Portfolio Positions: In the shorter term, our view is unchanged. Given positive data points from developed economies, we still seek an overweight in portfolio positions in these countries. However, we will be preparing ahead, and seeking opportunities in EMs to add to our portfolios when growth characteristics and valuations become compelling.

Article

Overview
In 1972, Bob Seger wrote “Turn the Page”, a song about the emotional ups and downs of life as a musician. We had been subject to similar emotional ups and downs from investing in EM after the amazing run from 2003 to late 2007. Emerging markets had all the attributes to perform well; a young and rapidly urbanising population, burgeoning middle class, increasing share of global consumption, large contribution to global GDP. Yet market performance since 2008 was hardly anything to shout about. With data pointing to an economic recovery in developed countries and an equity re-rating in these markets, it made perfect sense to increase our allocation there. On top of that, a tighter US monetary policy is generally negative for emerging markets assets. However, the time to turn the page on EM assets is coming soon. EM performance in 2014, and especially after the suggestion of a rate hike in 2015 has proved to be resilient. EM may be in for a period of outperformance as the market appears to have priced in the impact of tapering and valuations are reaching appealing levels.

Tapering Rout
After the serial underperformance since early 2013, we had been negative on EMs for quite a few months. The sell-off was made worse in the middle of the year after then-Fed Chair Bernanke first explored the possibility of reduced asset purchases (Fig 1).

Image courtesy of Stockcharts.com

Fig 1 – Rout in EM Assets in 2013

EM Challenges Remain
There are still many challenges for EMs to face, with estimated growth forecasts in a downtrend, real policy rates below the threshold for countries to finance current account deficits and a capital flight from EM stocks (Fig 2).


Fig 2 – EM Equities Hit by Strong Outflows Since mid-2013

Contrarian Performance.
The performance of EM assets since the Fed press conference in late Mar 14 has been contrarian. EM equities, bonds and currencies have been rising (Fig 3) even as investors are grappling with the prospect of rising rates. Broadly speaking, the EM asset class may have bottomed and we are seeing signs of stability even as US monetary policy changes. Valuations of many EM countries are also below long term averages and are approaching attractive levels (Fig 4).

Image courtesy of Stockcharts.com

Fig 3 – Rally in EM Assets

Fig 4 – Valuations of Most EM Countries Are Below Long Term Averages

Not So Fragile
The fragile five, a moniker coined by Morgan Stanley to describe Brazil, India, Indonesia, South Africa and Turkey, deemed to be most at risk to capital flight are no longer held captive by the threat of higher interest rates and capital outflows. Faced with high inflation, slowing growth and large current-account deficits, these countries underperformed in 2013. There have been steps towards reform and although risks remain, careful selection of better performing countries will reap rewards. The currencies and debt of Indonesia, Brazil, India and Turkey have been performing strongly in 2014 (Fig 5) even as short term Treasury yields have risen. We view these developments positively, as it suggests a shift in demand of EM assets. Once investors resume allocation to this region, we would see a meaningful outperformance versus developed market equities.
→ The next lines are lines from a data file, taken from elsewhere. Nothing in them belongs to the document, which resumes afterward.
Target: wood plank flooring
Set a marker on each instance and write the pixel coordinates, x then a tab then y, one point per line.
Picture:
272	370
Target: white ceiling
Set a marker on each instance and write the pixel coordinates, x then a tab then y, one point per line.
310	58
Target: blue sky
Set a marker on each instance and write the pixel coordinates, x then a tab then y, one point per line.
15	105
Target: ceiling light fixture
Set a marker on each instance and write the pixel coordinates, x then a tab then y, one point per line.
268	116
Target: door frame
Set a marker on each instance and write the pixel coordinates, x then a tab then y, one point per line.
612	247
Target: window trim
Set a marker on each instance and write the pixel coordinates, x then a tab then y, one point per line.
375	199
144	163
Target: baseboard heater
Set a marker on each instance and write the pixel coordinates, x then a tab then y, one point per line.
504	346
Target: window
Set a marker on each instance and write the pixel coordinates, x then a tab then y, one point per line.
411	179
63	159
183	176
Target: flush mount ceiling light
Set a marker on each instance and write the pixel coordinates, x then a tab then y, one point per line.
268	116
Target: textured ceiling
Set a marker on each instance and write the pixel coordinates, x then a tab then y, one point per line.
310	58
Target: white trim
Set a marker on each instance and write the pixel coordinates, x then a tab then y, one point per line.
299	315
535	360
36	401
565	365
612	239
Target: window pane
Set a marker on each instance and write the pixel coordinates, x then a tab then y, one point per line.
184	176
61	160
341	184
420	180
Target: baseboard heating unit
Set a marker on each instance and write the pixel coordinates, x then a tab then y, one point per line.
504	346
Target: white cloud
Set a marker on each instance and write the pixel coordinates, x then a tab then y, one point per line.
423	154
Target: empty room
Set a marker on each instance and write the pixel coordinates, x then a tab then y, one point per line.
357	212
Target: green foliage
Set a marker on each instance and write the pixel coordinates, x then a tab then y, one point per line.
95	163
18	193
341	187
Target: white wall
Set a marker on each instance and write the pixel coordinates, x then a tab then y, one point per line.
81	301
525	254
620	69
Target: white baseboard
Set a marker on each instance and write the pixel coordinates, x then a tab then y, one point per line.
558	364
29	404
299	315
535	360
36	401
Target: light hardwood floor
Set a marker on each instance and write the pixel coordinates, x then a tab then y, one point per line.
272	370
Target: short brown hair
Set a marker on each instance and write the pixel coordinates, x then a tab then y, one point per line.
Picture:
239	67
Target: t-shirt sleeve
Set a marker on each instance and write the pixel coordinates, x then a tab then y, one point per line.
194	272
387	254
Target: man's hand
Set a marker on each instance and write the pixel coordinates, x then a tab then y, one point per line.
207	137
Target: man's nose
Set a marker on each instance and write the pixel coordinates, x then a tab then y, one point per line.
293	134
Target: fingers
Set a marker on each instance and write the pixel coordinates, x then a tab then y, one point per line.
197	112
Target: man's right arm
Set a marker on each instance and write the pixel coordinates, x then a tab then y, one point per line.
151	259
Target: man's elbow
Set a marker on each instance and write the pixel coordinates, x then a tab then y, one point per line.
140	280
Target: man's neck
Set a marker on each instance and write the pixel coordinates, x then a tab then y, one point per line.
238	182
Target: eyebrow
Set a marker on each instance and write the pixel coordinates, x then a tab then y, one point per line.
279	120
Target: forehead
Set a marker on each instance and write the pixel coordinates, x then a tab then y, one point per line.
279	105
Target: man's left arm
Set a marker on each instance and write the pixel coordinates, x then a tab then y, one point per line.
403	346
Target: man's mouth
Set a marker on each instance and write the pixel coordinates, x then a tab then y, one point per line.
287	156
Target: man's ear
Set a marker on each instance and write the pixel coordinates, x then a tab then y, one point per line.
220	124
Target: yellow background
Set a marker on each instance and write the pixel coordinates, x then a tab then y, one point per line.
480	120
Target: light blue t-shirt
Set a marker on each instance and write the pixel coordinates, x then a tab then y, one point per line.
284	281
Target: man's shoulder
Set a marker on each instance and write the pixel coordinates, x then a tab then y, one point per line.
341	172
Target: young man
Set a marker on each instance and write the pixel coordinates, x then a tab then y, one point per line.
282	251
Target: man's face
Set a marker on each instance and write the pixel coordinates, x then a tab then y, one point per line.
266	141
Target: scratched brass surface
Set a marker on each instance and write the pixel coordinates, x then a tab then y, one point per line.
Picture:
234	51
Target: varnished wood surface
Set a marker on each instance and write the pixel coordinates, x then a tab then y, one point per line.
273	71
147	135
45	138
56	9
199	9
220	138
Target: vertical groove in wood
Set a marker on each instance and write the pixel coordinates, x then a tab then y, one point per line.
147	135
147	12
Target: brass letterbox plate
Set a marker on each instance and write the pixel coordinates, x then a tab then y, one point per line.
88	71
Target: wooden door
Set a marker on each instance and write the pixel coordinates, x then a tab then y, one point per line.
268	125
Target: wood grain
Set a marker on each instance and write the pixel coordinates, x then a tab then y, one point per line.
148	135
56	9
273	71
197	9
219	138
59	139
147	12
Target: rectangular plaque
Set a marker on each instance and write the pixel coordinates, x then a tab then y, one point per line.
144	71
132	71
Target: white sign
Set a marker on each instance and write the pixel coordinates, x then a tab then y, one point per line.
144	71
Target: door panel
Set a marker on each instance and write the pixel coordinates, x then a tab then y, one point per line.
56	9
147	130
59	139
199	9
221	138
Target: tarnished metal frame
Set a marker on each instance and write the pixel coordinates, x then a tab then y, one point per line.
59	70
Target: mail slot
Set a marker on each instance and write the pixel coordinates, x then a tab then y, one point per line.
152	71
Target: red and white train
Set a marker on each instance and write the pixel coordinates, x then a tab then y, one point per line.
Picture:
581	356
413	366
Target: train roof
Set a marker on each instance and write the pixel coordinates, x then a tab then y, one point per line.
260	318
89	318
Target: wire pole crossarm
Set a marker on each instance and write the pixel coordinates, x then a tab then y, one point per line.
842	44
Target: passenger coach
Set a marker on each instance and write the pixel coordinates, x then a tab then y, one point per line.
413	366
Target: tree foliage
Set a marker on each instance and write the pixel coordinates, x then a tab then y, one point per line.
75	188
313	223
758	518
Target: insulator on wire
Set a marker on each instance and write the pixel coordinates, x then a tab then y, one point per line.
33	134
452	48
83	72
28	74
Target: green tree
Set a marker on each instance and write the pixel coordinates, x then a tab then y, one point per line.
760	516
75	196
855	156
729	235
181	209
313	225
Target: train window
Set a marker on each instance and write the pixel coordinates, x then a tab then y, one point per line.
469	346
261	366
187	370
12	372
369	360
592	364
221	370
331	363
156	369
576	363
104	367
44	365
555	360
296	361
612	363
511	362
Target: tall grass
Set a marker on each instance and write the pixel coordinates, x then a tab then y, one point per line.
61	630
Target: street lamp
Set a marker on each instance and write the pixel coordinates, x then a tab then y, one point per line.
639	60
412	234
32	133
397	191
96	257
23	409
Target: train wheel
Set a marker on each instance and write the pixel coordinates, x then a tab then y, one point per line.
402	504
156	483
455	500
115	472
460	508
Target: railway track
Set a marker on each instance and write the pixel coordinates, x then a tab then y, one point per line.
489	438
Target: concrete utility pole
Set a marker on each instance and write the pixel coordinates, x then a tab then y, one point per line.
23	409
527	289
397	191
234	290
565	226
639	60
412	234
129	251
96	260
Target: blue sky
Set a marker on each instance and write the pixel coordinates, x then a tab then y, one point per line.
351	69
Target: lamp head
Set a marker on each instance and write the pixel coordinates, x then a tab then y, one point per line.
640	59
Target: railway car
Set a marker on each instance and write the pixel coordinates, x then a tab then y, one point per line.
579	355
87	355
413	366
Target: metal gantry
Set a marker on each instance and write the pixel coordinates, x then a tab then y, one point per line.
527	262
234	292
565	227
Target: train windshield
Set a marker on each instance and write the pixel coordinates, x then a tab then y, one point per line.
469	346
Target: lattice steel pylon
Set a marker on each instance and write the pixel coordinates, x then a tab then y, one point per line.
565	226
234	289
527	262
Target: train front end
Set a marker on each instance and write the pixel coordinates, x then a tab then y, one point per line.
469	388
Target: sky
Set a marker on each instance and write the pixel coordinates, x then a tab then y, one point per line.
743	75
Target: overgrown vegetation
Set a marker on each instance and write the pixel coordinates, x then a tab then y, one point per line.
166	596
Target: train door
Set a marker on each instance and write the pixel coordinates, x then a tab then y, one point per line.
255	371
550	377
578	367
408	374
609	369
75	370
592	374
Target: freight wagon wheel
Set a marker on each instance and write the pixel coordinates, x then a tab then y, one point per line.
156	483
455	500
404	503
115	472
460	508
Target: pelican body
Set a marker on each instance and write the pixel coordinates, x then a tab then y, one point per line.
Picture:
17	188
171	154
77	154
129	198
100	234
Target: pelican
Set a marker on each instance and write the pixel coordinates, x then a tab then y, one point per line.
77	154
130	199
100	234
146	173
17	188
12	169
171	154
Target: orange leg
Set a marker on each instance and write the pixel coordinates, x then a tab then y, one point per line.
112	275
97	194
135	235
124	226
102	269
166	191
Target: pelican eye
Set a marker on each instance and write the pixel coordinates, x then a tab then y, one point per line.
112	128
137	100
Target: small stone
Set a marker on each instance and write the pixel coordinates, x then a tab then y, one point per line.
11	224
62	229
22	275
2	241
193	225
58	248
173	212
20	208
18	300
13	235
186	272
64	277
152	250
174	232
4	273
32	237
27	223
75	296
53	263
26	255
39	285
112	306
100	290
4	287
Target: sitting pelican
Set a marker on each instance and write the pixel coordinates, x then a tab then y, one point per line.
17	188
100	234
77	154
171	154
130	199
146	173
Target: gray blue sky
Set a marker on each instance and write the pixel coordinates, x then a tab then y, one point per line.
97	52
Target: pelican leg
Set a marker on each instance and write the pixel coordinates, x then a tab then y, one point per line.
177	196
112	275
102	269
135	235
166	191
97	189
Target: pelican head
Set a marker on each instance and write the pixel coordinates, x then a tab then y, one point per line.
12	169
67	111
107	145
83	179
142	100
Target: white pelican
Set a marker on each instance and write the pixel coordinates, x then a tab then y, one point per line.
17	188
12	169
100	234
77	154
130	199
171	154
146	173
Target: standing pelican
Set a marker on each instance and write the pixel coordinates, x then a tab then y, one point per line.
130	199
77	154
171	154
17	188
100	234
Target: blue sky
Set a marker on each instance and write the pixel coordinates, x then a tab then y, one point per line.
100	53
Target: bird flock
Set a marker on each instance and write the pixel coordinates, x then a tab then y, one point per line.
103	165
Fig 5 – The Underperformers Of 2013 Are Doing Better This Year

US Recovery
One of our views going into 2014 was that the US economy was set to improve. Weather related distortions affected data in Q1 2014, but now that we are into Q2, we can have a better sense of how things have been for the world’s largest economy. US industrial production continues to show a sustained growth in manufacturing. The data series measures real output, as opposed to sentiment driven surveys like PMI, so it gives a better indication of the health of the manufacturing sector (Fig 6). It is clear that the manufacturing sector continues to grow.


Fig 6 – Industrial Production Remains in an Uptrend

Leading and coincident economic indicators continue to show strength (Fig 6), and consumers are back after the spell of cold weather with the bounce in retail sales numbers in Mar, and a steady rise in personal consumption expenditure. This is no surprise as the economy continues to create jobs, while incomes have risen.


Fig 7 – Leading and Coincident Indicators Point to US Economy Strength

Rate Rise in 2015?
These developments are in-line with what the Fed has been expecting when tapering was first announced last December. With the improvement in the economy, it appears that the focus has shifted from tapering to normalising interest rate. Fed Chair Yellen suggested that Fed fund rates could start rising as early as six months after QE ends. US bond markets reacted accordingly by sending short term rates higher (Fig 7).

Image courtesy of Stockcharts.com

Fig 8 – Short Term Rates Rise While Long Term Rates Flatten

Some Warning Signs?
We continue to see deterioration in US and European equity markets with a deterioration of market internals while growth stocks lag the market. Coupled with the negative signals we see in consumer discretionary stocks (Fig 8) and now European financials (Fig 9), it is likely that both developed and emerging markets will correct as a wave of risk off trades takes place. That would produce an opportunity to increase our allocation in developed markets and possibly initiate a position in EM assets.

Image courtesy of Stockcharts.com

Fig 9 - Relative Underperformance of Consumer Discretionary Stocks

Image courtesy of Stockcharts.com

Fig 10 - European Financials No Longer Leading the Market

Conclusion

We had been negative on EM for quite some time now. EMs have also held up better than expected in the face of a change in US monetary policy. With improving current account balances amongst the weaker EM countries and equity valuations approaching attractive levels, a shift in sentiment could swing investors back into favour with this region. A developed market correction would spark a risk-off behaviour amongst investors and will allow us to increase our allocation in developed markets and turn the page on how we view EM assets.